Что думала она не узнает никто. Она поселила надежду и сбежала. Возможно, испугалась или отдалась течению. Или же в ее сердце однажды одержал победу чудовищный великан, один из тех, что так легко падал, пораженный умозрительным мечом Александра. Или же, она оказалась сильнее, и просто победила это нелепое юношеское чувство, мимолетно вспыхнувшее между братом и сестрой. Между теми, кто по праву рождения вместе. И потому не вправе быть вместе.
Никто не узнает, что было на самом деле. Ни Александр, ни тот, кому она доверила таинственное золотое кольцо, до сих пор блистающее на ее большом пальце ноги, ни весь никчемный и ненужный суетный мир, творящий из быта, уюта и притворного счастья иллюзию спокойствия и стабильности.
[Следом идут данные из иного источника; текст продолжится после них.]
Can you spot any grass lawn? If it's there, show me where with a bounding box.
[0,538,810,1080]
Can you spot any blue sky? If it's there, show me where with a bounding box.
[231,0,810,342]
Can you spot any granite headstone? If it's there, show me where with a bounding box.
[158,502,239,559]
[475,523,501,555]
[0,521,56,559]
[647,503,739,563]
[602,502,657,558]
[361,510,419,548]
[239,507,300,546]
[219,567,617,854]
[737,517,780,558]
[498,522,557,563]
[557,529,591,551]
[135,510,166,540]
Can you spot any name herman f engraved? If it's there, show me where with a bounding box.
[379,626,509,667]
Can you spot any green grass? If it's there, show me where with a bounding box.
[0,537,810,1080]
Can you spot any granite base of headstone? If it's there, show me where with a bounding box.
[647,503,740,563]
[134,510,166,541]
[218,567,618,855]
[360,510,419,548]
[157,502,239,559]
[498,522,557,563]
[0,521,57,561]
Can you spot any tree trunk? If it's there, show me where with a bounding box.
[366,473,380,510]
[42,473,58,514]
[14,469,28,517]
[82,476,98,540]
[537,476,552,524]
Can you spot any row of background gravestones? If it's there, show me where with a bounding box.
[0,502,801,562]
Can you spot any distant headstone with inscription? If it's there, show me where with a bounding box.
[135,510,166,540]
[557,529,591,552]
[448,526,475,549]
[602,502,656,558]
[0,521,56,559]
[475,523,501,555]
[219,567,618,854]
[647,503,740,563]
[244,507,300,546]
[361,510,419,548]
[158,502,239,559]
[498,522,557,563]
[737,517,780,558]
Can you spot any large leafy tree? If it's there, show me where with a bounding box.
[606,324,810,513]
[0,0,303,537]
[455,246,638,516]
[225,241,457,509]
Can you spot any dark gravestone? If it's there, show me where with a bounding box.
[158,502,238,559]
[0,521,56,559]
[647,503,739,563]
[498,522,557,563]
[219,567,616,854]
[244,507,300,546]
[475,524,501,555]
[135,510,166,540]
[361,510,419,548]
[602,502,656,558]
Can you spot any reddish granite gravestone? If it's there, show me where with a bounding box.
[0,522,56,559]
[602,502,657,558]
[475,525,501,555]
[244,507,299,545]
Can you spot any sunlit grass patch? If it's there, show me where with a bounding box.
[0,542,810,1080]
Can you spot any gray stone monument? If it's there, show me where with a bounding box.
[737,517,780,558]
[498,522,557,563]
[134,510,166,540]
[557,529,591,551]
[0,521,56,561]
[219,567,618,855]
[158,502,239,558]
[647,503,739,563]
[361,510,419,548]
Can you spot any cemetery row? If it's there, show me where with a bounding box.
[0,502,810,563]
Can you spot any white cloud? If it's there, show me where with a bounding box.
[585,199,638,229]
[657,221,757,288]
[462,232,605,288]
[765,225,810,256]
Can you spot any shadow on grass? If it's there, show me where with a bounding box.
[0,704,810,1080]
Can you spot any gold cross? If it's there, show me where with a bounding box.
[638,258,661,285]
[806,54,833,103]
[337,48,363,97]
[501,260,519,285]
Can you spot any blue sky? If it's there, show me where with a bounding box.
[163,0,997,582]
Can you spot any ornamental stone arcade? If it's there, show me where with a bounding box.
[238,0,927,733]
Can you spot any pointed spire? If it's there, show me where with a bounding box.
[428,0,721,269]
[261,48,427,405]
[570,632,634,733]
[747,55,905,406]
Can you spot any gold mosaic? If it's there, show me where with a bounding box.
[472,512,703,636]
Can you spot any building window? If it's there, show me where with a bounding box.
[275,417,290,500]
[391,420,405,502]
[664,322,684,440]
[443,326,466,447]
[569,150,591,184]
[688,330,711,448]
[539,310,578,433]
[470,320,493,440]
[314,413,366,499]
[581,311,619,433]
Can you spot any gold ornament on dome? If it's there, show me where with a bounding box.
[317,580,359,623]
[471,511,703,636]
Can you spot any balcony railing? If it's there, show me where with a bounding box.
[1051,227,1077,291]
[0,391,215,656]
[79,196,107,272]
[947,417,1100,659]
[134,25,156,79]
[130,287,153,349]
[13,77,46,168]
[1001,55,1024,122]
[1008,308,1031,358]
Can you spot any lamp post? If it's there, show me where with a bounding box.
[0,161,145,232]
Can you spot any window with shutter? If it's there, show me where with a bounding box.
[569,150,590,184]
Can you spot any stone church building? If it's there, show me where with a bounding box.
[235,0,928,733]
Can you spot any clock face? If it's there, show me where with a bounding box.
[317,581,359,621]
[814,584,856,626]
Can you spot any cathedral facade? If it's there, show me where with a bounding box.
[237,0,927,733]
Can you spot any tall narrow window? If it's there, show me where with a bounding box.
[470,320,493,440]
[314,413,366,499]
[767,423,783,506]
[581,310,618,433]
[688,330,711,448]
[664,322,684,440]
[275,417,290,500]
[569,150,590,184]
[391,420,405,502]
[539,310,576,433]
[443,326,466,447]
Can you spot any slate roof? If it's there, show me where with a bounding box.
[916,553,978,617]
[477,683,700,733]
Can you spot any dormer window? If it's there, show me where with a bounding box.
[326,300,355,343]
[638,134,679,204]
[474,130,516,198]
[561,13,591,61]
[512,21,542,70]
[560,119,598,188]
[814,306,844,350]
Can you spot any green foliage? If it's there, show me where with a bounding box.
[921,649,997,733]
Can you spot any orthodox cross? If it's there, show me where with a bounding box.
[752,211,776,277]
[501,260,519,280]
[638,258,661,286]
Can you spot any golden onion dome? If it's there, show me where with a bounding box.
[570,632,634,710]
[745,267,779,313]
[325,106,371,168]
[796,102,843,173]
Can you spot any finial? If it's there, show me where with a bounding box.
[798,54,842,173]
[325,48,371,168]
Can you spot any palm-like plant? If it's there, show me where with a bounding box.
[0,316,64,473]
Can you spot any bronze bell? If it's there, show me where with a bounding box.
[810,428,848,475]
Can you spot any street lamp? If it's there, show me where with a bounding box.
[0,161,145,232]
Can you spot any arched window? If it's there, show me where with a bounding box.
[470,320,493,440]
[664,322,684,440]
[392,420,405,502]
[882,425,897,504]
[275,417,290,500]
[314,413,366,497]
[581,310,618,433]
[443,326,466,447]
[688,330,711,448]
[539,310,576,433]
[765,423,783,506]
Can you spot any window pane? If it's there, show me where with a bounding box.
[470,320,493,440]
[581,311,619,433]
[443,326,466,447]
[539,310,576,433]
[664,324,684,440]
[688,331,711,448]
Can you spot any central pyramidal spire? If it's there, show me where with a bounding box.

Жаль, что их чувства остались в них. Александр думал о том задумчивом юноше, как о ком-то другом, чужом и далеком. С улыбкой вспоминая его жаркий пыл, наивные мечты и столь мгновенное взросление, когда буквально в один день он стал творцом мира, как оказалось, столь хрупкого и ненужного, что ему суждено было погибнуть на следующий день.
Этот мальчишка что-то твердил ему об античных богах и королевской крови, о счастье и судьбе, вызывая усмешку и усталость лица. Этот юноша давно погиб. Все мертвое и забытое. Прошлого нет. Но, к несчастью, он выжил.
Вырубив себе пещеру в недрах сердца, скрывая от других свои уродливые шрамы и изувеченные конечности. Так бывает, когда герой становится чудовищем, и прячется в черной темноте. Так случилось и с Александром. И он в который раз смахнул вырвавшиеся обрывки памяти. Оглядел свою мрачную обитель.